Rifkind is also right that his proposed solution, a grand committee of English MPs who would consider, amend and vote on English-only legislation, is better than the fudge Ken Clarke's 'Democracy Taskforce' is considering. But it still doesn't go far enough – it lets an unrepresentative government continue to control the policy agenda.

I think there are two options. The first is to establish an English Parliament, as I recommended in this ASI Briefing. It need not amount to gross over-government or excessive cost as Rifkind fears. The new English Parliament could be made up of all the existing English MPs in the UK Parliament, sitting in the House of Commons for 'English sessions'. This parliament would elect its own First Minister who would appoint a cabinet to exercise the devolved powers (existing government departments would simply be transferred from the UK government to the English one).

The second option is more radical and localist.
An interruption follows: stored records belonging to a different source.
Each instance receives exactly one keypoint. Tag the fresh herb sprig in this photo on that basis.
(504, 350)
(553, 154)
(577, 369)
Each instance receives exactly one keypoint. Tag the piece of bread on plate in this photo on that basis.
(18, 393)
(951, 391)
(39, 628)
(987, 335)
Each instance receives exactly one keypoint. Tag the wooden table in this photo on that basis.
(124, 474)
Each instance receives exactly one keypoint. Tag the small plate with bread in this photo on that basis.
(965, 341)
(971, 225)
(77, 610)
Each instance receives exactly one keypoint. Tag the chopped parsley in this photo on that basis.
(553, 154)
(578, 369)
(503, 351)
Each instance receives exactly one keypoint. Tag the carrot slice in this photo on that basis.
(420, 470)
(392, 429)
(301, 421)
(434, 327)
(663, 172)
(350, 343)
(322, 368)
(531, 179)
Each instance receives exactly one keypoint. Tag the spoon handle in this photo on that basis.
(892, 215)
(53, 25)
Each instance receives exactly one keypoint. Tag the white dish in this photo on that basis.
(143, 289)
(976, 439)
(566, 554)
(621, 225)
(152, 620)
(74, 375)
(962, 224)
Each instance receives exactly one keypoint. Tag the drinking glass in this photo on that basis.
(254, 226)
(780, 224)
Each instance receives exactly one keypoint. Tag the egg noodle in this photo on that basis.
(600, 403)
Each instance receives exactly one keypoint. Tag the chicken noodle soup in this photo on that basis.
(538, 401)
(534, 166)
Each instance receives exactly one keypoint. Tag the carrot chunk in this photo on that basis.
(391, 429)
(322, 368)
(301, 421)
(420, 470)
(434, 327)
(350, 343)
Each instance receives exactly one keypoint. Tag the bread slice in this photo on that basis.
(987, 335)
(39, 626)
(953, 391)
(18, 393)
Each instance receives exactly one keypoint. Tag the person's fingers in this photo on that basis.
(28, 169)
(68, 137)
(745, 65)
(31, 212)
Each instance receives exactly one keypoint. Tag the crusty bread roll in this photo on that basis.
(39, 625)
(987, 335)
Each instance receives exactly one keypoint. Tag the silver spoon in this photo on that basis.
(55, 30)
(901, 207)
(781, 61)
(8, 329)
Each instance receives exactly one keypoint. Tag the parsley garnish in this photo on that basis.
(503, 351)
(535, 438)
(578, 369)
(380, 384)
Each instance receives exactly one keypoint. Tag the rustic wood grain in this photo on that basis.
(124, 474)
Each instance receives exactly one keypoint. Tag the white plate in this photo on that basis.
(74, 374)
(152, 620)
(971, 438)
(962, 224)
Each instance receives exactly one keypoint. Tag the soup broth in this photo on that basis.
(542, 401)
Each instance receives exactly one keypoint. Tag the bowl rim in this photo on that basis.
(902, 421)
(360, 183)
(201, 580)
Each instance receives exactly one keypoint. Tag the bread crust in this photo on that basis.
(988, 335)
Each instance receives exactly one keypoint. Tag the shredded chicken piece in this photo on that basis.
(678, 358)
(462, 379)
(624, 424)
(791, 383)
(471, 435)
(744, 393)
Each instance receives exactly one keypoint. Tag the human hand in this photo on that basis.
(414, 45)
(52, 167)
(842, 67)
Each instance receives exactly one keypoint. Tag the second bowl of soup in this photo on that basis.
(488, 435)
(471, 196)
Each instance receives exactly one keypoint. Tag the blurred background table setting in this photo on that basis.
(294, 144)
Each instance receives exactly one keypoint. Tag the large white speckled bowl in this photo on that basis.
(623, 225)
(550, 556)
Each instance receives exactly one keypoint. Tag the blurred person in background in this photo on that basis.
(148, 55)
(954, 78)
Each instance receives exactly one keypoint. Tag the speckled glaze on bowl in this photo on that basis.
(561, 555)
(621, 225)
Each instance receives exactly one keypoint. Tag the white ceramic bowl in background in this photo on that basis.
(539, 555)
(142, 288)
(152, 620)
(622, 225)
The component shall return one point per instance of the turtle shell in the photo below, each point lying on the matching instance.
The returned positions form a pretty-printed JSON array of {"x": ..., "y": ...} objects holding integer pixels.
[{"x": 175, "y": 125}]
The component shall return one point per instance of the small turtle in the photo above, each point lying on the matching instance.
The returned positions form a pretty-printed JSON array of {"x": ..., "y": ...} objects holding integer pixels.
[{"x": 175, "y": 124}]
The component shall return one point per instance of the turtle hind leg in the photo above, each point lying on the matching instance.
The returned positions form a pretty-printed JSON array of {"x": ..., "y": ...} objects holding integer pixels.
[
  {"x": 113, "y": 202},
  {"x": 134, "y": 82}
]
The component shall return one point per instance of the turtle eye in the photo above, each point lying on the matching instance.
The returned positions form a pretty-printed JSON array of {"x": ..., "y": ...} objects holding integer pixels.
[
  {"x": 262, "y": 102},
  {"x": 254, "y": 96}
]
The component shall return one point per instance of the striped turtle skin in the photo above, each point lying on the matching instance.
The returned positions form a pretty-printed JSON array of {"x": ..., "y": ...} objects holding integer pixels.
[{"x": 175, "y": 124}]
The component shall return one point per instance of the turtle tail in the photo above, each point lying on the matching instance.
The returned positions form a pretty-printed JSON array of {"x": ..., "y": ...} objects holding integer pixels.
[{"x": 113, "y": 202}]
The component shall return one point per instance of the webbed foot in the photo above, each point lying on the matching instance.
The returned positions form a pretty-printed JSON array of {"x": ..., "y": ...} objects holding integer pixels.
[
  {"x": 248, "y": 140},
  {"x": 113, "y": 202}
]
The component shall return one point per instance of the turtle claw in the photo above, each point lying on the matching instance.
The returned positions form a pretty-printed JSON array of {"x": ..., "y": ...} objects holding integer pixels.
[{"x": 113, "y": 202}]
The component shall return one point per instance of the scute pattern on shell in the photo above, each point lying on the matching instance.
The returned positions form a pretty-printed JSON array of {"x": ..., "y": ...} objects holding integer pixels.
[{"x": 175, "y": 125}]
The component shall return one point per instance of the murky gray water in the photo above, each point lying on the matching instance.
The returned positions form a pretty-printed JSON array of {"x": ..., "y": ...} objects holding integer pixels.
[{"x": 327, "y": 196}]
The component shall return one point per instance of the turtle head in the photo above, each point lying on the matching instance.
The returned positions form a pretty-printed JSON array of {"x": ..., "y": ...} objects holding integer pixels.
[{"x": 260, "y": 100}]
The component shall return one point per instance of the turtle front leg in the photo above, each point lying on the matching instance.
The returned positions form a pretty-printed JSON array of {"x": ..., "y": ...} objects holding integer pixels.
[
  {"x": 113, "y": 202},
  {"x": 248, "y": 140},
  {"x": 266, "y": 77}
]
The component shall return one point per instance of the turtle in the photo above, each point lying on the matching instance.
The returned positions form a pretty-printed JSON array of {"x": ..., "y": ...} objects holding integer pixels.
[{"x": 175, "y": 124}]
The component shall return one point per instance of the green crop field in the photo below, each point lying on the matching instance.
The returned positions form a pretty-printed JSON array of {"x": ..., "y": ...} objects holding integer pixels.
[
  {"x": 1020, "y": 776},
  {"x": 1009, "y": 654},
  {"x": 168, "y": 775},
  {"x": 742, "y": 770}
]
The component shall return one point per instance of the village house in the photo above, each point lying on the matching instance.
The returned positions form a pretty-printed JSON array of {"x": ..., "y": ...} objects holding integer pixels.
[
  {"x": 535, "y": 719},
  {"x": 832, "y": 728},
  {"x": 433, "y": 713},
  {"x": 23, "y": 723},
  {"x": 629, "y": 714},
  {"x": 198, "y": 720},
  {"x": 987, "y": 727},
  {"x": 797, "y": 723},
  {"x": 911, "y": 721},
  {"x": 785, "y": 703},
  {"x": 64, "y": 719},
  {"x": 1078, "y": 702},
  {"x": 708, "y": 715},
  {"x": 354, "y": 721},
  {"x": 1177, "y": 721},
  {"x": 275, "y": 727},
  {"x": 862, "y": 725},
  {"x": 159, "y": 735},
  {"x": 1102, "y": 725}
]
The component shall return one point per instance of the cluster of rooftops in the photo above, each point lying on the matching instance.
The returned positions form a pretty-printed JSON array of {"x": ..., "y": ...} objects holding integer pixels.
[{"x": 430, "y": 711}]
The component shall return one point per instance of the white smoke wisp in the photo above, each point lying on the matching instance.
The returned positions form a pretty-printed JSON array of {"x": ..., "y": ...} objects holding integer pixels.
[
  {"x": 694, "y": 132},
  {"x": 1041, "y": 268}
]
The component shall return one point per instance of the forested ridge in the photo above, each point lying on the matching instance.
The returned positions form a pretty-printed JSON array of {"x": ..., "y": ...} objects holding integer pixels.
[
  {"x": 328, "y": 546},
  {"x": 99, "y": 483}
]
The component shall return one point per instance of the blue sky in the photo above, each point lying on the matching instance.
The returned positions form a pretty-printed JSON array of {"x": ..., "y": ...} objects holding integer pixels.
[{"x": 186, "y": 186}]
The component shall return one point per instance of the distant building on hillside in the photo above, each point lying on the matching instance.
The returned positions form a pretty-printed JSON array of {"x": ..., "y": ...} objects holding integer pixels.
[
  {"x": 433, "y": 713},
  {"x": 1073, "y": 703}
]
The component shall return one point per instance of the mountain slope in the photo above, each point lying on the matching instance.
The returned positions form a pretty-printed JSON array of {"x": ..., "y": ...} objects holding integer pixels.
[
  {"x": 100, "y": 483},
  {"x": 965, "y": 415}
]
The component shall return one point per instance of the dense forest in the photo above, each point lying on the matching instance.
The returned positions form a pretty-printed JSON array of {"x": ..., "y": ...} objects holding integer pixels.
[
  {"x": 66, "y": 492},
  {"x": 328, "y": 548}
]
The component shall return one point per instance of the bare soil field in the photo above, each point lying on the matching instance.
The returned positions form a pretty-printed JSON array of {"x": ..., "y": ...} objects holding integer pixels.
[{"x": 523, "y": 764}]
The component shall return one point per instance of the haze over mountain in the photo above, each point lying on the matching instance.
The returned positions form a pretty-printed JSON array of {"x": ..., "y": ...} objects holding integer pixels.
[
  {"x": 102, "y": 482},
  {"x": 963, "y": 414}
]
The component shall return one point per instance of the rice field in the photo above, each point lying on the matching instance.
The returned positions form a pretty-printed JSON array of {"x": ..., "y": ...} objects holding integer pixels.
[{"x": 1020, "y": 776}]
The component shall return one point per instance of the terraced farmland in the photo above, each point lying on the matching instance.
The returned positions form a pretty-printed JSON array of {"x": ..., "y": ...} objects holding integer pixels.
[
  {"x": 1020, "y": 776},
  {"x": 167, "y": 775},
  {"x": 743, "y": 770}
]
Rather than have devolved powers exercised by an English Parliament, you could shift authority closer to the voters and put counties in charge (as I suggested here). Parliament would then be free to focus on the real affairs of state like foreign policy, security and defence – which is what it should be doing anyway!

Either way, it's important that the devolved authorities set their own taxes and spend only revenue they themselves raise. That discourages profligacy, rewards efficiency and increases accountability.

As Rifkind says, it's about time we dealt with the unfinished business of devolution.